Asked later by the Taipei Times just how he thought China might react to a sale of the fighters — Taipei has been trying to buy 66 of them for many years now — Sutter said he did not know and could not speculate about it.
“That’s the thing — we don’t know,” he said.
Sutter caused something of a flap at the Carnegie Endowment conference with his controversial paper and statement over the fighter jets.
Senior associate in the Carnegie Asia program Michael Swaine — acting as moderator of the panel on which Sutter spoke — went out of his way to disagree with Sutter’s conclusions about Chinese foreign policy.
Swaine said he did not share Sutter’s sentiments and that China’s recent behavior was understandable.
Sutter argued that Beijing’s reaction to the Philippines and developments around the Scarborough Shoal (Huangyan Island, 黃岩島), and to Japan over the Diaoyutai Islands (釣魚台), was unexpected and unpredictable.
However, Swaine said the Chinese would argue that both the Philippines and Japan had changed the rules governing the contested areas and that Beijing thought these changes were “unjust and unfair.”
He said China did not like the changes and was determined to show that it was not going to accept them.

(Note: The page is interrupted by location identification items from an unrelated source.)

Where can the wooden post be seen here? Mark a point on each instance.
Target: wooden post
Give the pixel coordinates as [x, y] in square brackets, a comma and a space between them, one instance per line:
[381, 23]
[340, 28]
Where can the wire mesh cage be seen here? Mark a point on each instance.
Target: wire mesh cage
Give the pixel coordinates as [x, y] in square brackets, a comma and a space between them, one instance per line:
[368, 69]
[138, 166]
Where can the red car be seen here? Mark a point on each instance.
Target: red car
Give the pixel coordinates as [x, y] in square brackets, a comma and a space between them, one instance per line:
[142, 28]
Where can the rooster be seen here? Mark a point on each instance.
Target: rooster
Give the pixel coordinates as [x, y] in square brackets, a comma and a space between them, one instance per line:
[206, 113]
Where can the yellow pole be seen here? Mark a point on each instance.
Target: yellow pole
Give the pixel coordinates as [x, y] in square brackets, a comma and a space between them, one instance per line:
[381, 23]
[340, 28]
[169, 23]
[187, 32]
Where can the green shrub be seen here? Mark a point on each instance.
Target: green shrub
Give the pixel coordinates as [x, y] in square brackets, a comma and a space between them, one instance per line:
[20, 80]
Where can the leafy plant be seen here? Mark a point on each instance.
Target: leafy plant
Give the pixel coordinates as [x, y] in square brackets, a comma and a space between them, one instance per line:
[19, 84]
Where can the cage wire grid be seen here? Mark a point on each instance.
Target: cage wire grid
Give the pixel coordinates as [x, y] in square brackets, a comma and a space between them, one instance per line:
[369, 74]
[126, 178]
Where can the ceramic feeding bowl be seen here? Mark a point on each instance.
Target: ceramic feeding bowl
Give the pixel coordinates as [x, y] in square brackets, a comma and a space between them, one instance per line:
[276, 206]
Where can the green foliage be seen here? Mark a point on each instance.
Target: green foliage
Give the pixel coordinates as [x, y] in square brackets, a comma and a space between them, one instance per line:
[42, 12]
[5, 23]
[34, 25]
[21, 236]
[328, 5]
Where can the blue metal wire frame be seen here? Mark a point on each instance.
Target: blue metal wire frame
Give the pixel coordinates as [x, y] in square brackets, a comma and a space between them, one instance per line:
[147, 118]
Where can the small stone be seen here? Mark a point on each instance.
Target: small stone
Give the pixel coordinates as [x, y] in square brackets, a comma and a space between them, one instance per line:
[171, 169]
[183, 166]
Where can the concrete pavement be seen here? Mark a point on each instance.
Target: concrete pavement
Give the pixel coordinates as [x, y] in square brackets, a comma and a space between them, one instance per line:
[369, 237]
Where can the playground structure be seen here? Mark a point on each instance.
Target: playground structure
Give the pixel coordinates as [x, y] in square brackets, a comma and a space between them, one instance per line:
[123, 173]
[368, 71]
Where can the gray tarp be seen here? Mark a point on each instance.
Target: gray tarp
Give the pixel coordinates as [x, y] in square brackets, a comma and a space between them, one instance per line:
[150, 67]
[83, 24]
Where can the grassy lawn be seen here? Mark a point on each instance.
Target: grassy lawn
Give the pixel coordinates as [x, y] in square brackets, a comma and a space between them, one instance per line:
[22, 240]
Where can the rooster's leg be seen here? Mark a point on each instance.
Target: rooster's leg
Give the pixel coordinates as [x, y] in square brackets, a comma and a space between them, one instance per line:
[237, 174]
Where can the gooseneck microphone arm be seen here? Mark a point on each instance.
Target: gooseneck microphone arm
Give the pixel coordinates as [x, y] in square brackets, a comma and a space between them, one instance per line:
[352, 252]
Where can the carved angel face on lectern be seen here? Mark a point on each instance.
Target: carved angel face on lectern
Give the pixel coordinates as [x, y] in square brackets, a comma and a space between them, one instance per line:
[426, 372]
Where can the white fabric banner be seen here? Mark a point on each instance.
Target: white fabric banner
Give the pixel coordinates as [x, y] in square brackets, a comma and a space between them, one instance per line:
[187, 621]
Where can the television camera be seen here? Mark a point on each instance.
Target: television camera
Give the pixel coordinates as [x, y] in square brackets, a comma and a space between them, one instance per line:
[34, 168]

“The context makes a difference,” he said.
Sutter said he found the mix of assertiveness and peace and development in Chinese foreign policy to be “perplexing.”
“Looking at the past and what they actually do, can be more helpful than interpreting their statements of what they might do,” Sutter said.
“This makes me cautious right now because I am a little concerned about the rounds of assertiveness,” he said.
Sutter said the goals of Chinese foreign relations were clear, but that they conflicted with each other.
The strategy on one hand is peace and development, but at the same time they have “core interests that conflict with this peace and development.”
“The result is that you have constant tension in Chinese foreign policy. In the past this tension has been pretty well managed, but over the last four or five years, with the ascendance of assertiveness, you have an era of uncertainty. What will the Chinese do?” he said.
Sutter said that China was using extralegal measures to “intimidate and enforce” its position with the Philippines and Japan, while still talking about peace and development.
“Countries in the region are intimidated, they are not going to take chances,” he said.
Sutter then raised the potential sale of F-16C/Ds to Taiwan — a sale that China strongly protests and objects to.
“I would tell the Americans to be careful in this part of the world, because if you do something, you might just set the Chinese off,” he said.
“The implications of this are that we cannot really assume that the peaceful approach is going to continue,” Sutter said.
The professor concluded that recent Chinese behavior showed that the direction of Chinese foreign policy on sensitive issues and security could change sharply toward assertiveness.
He said the circumstances causing the change were hard to predict and could involve “widespread violence well beyond the scope of accepted international behavior.”
Sutter said those most at risk were the countries in nearby Asia with salient differences with China over sovereignty and security issues.
“The absence of strong adverse foreign reactions to China’s assertiveness and the presence of broad domestic Chinese support for such actions strongly suggests more assertive Chinese approaches regarding security and sovereignty issues in the future,” he said.